Deglutisco qualcosa che non sono sicura sia saliva quanto piuttosto cotone. In un altro momento saprei cosa la legge dispone a mio onere e a mio diritto, ma adesso non sono quasi nemmeno in grado di ricordare il mio nome. L’unica cosa di cui sono sicura è che le mie gambe corrono veloce, più veloce di un predatore. O di una commessa del cazzo…
Patrizia è offesa. «Come si permette? È la vostra cosa qui che non funziona bene, che… che scatta a caso».
La commessa ha dell’esperienza pregressa a riguardo, è evidente. «No, glielo posso assicurare. Siate cortesi, e mostratemi cosa avete nelle tasche».
«Non si permetta! Sono sicura che mia sorella ha qualche vestito addosso con quei chip nascosti nelle etichette che ha dimenticato di staccare: cosa deve fare, restare in mutande?»
«In tal caso, avrebbe suonato anche quand’è entrata». La ragazza si è stancata della sceneggiata, si volta verso le colleghe al bancone. Una ha in mano la cornetta di un telefono vecchio modello. Gli avventori ci fissano come se fossimo delle ladre di professione scoperte con la refurtiva. «Lia, chiama la sicurezza!»
«Non c’è bisogno, dolcezza».
Una voce maschile bassa e autoritaria risuona pochi passi dietro di me. Un uomo con indosso una divisa blu si avvicina, ha una mano sulla pistola (è finta è finta vero?) e ci fissa come se fossimo due merde. È alto almeno un metro e novanta, i muscoli riempiono la divisa, e ha uno sguardo che mi mette soggezione. Sulla targhetta compare il cognome: Borio.

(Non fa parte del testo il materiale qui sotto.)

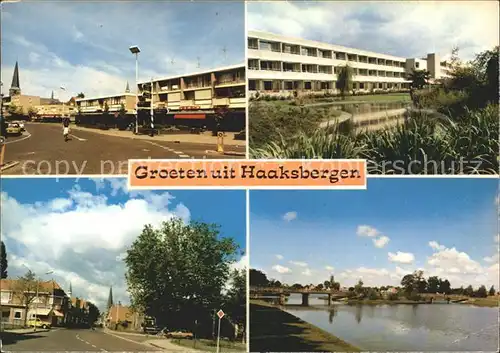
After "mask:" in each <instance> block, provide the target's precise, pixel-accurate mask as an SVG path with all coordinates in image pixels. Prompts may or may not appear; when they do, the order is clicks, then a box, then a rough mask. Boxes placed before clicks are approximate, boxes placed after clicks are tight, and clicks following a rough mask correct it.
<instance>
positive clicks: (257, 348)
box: [250, 301, 360, 352]
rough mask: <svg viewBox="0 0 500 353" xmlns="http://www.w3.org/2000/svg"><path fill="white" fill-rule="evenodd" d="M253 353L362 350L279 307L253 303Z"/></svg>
mask: <svg viewBox="0 0 500 353" xmlns="http://www.w3.org/2000/svg"><path fill="white" fill-rule="evenodd" d="M250 317H251V320H250V351H251V352H359V351H360V349H359V348H357V347H354V346H352V345H351V344H349V343H347V342H345V341H343V340H341V339H340V338H338V337H335V336H333V335H331V334H329V333H328V332H325V331H323V330H321V329H319V328H318V327H316V326H314V325H311V324H309V323H307V322H305V321H303V320H301V319H299V318H297V317H296V316H294V315H292V314H289V313H287V312H285V311H283V310H281V309H280V308H278V307H276V306H274V305H271V304H267V303H265V302H261V301H250Z"/></svg>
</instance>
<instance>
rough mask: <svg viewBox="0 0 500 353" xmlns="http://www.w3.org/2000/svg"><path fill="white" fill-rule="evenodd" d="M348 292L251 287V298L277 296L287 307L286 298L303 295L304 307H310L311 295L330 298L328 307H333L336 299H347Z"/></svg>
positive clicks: (272, 287)
mask: <svg viewBox="0 0 500 353" xmlns="http://www.w3.org/2000/svg"><path fill="white" fill-rule="evenodd" d="M347 293H348V292H347V291H336V290H326V289H325V290H321V289H305V288H291V287H286V288H281V287H280V288H276V287H253V286H250V297H254V298H259V297H261V296H267V297H270V296H275V297H277V298H279V303H280V305H285V301H286V297H287V296H289V295H290V294H302V305H303V306H309V295H311V294H319V295H325V296H327V297H328V305H332V301H333V300H335V299H342V298H345V297H347Z"/></svg>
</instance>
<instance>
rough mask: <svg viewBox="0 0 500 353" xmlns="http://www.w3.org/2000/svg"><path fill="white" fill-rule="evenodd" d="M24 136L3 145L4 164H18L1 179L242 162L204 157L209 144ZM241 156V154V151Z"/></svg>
mask: <svg viewBox="0 0 500 353" xmlns="http://www.w3.org/2000/svg"><path fill="white" fill-rule="evenodd" d="M25 126H26V130H27V131H26V132H25V134H24V135H23V136H20V137H9V138H8V139H7V141H6V146H5V156H4V163H6V164H7V163H9V162H18V164H17V165H15V166H14V167H12V168H9V169H6V170H4V171H3V172H2V174H5V175H55V174H58V175H74V174H126V173H127V161H128V159H134V158H136V159H147V158H153V159H156V158H161V159H191V158H197V159H203V158H208V159H210V158H212V159H213V158H217V159H220V158H242V157H237V156H220V155H215V154H210V153H207V152H206V151H207V150H214V149H215V146H214V145H213V144H197V143H184V142H181V143H173V142H166V141H160V140H157V141H154V140H152V141H151V140H139V139H130V138H125V137H116V136H109V135H104V134H99V133H94V132H88V131H81V130H76V129H75V130H73V131H72V134H71V136H70V140H69V141H67V142H65V141H64V139H63V136H62V131H61V127H60V126H59V125H53V124H26V125H25ZM241 152H244V149H242V151H241Z"/></svg>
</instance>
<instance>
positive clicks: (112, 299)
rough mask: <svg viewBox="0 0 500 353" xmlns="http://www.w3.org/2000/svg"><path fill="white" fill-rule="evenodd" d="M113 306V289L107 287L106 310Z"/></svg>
mask: <svg viewBox="0 0 500 353" xmlns="http://www.w3.org/2000/svg"><path fill="white" fill-rule="evenodd" d="M112 306H113V287H109V296H108V309H109V308H111V307H112Z"/></svg>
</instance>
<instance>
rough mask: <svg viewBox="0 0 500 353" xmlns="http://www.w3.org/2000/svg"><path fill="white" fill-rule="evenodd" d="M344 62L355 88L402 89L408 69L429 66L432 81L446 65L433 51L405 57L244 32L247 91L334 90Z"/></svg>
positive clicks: (267, 91) (435, 77) (304, 91)
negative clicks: (247, 57)
mask: <svg viewBox="0 0 500 353" xmlns="http://www.w3.org/2000/svg"><path fill="white" fill-rule="evenodd" d="M423 62H424V63H425V65H424V64H423ZM345 65H349V66H350V67H351V68H352V69H353V90H354V91H356V92H370V91H387V90H405V89H409V85H410V81H409V80H408V74H409V73H410V72H411V71H412V69H427V70H429V71H430V74H431V78H432V79H434V80H435V79H440V78H442V77H445V76H446V73H447V70H448V69H447V68H448V65H447V63H445V62H440V61H439V57H438V56H437V55H436V54H428V55H427V58H426V59H407V58H403V57H397V56H393V55H388V54H382V53H375V52H370V51H366V50H361V49H353V48H347V47H343V46H339V45H333V44H329V43H322V42H317V41H311V40H304V39H298V38H290V37H285V36H281V35H277V34H272V33H267V32H260V31H249V33H248V90H249V92H250V94H254V93H255V92H263V93H266V94H279V95H287V94H292V92H294V91H295V92H301V93H324V92H331V93H337V92H338V90H337V85H336V82H337V73H338V72H339V68H340V67H342V66H345Z"/></svg>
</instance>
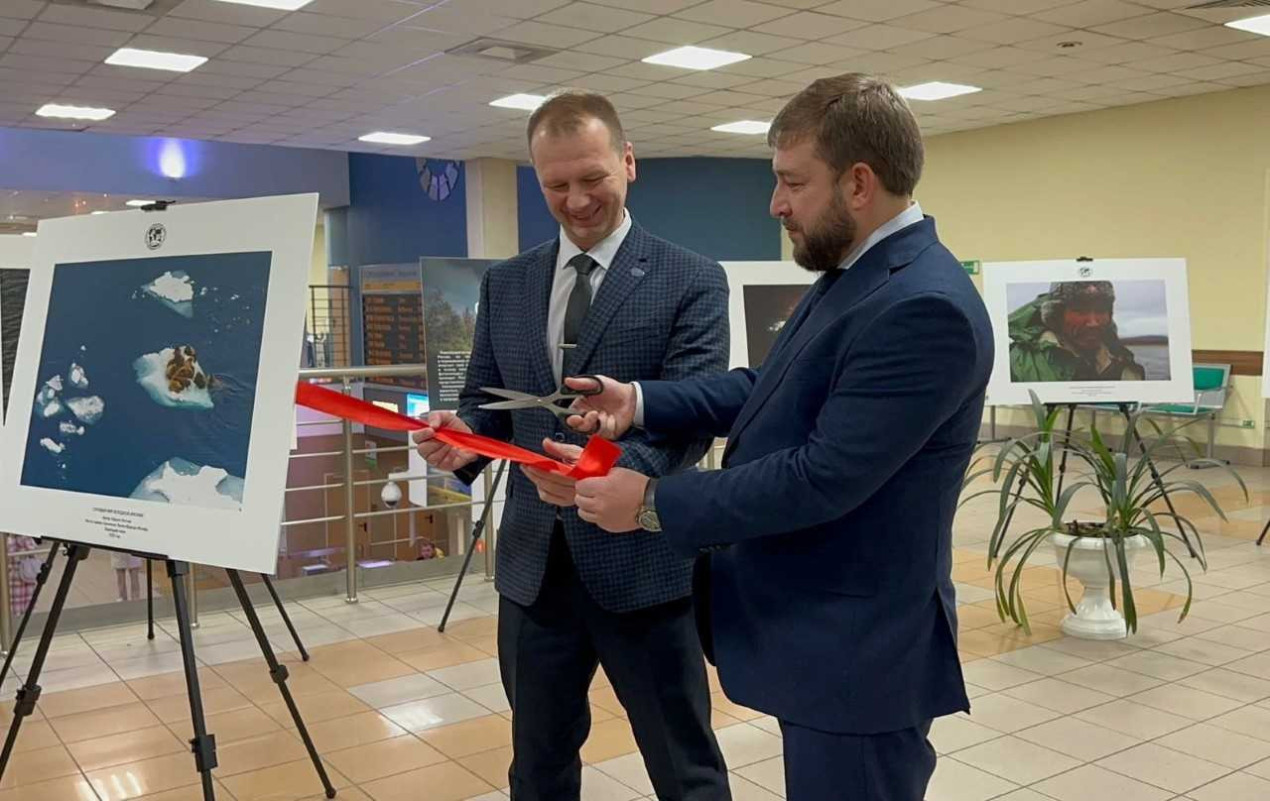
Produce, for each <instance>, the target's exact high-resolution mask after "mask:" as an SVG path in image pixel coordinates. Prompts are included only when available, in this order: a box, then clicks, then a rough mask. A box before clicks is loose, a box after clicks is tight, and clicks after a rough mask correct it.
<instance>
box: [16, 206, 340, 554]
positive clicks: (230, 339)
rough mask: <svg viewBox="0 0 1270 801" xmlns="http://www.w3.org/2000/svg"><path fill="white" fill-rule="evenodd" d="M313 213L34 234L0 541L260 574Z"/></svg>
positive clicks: (293, 349) (287, 441)
mask: <svg viewBox="0 0 1270 801" xmlns="http://www.w3.org/2000/svg"><path fill="white" fill-rule="evenodd" d="M316 203H318V198H316V195H314V194H306V195H290V197H277V198H258V199H246V201H225V202H216V203H201V204H192V206H173V207H170V208H169V209H166V211H163V212H144V211H132V212H119V213H112V215H102V216H85V217H69V218H62V220H48V221H43V222H42V223H41V226H39V237H38V240H37V244H36V250H34V256H33V259H32V270H30V283H29V291H28V298H27V316H25V322H24V329H23V336H22V340H20V343H19V345H18V357H17V367H15V371H14V378H13V392H11V397H10V406H9V424H8V425H6V427H5V430H4V437H3V443H0V447H3V457H0V458H3V468H0V529H4V531H10V532H17V533H23V534H29V536H41V534H44V533H48V534H55V536H57V537H58V538H66V540H70V541H76V542H84V543H89V545H100V546H107V547H113V548H121V550H130V551H137V552H144V553H154V555H163V556H168V557H170V559H177V560H184V561H192V562H199V564H206V565H216V566H222V567H236V569H243V570H250V571H254V573H273V570H274V567H276V560H277V543H278V536H279V527H278V520H279V519H281V515H282V504H283V493H284V489H286V473H287V458H288V446H290V443H291V438H292V432H293V407H292V399H293V395H295V385H296V378H297V371H298V364H297V359H296V349H297V345H298V344H300V339H301V336H302V330H304V315H305V292H304V287H305V282H306V275H307V270H309V263H310V258H311V249H312V227H314V221H315V218H316V212H318V206H316Z"/></svg>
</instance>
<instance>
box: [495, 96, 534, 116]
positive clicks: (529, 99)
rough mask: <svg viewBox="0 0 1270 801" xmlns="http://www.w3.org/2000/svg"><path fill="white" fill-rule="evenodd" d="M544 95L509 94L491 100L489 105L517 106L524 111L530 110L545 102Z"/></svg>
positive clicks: (530, 111) (504, 107)
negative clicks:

Ci scruta per un istante, come se stesse per decidere quale condanna affibbiarci. Da come ci guarda, sembra qualcosa di molto spiacevole.
[Userà quella pistola, ma non per spararti. Sarà anche peggio.]
In qualche modo, ritrovo la voce, o almeno un filo; se non avessero spento l’allarme, non riuscirebbe a sentirmi. «Sono un avvocato…» E lei, credo, un’accompagnatrice. O una stripper.
«Allora dovresti sapere che quando porti via qualcosa da un negozio, prima ci lasci del denaro», ribatte lui, come se stesse parlando ad un bambino cretino.
Patrizia alza la voce. «Non abbiamo fatto niente!»
«Certo, è quello che dite tutte, voi taccheggiatrici». Fa cenno ad un altro agente della sicurezza che sbuca dalla fiumana di gente, che si è in parte fermata a guardare le due pitocche che rubano in un negozio. La vergogna si mescola alla rabbia: devo trattenermi dal mettermi ad urlare contro quei ficcanaso.
«Moretti, porta queste due stronze in ufficio».
«Ehi, non si permetta a…»
Borio mi fulmina con lo sguardo. «Chiudi la bocca, che sono sicuro che poi te la faremo aprire per bene. Anche alla tua socia nel crimine».
Moretti sogghigna a quella palese battuta sessuale. «Sì, capo». Poi si rivolge a noi due: «Muovetevi!»
Mi sento malissimo, sono un avvocato che sta per sposarne un altro, e in questo momento sono trattata come una troia che ha il vizio di mettersi i profumi in tasca. Cosa può succedere di peggio?
Il cuore mi si blocca quando la barriera antitaccheggio si attiva di nuovo. Mi giro e scovo Patrizia che sorride fingendosi imbarazzata. «Ops…»
«Stupida troia…» sibilo.
«Proprio come mi chiamano i miei clienti. Anche se usano il termine hure, visto che sono crucchi».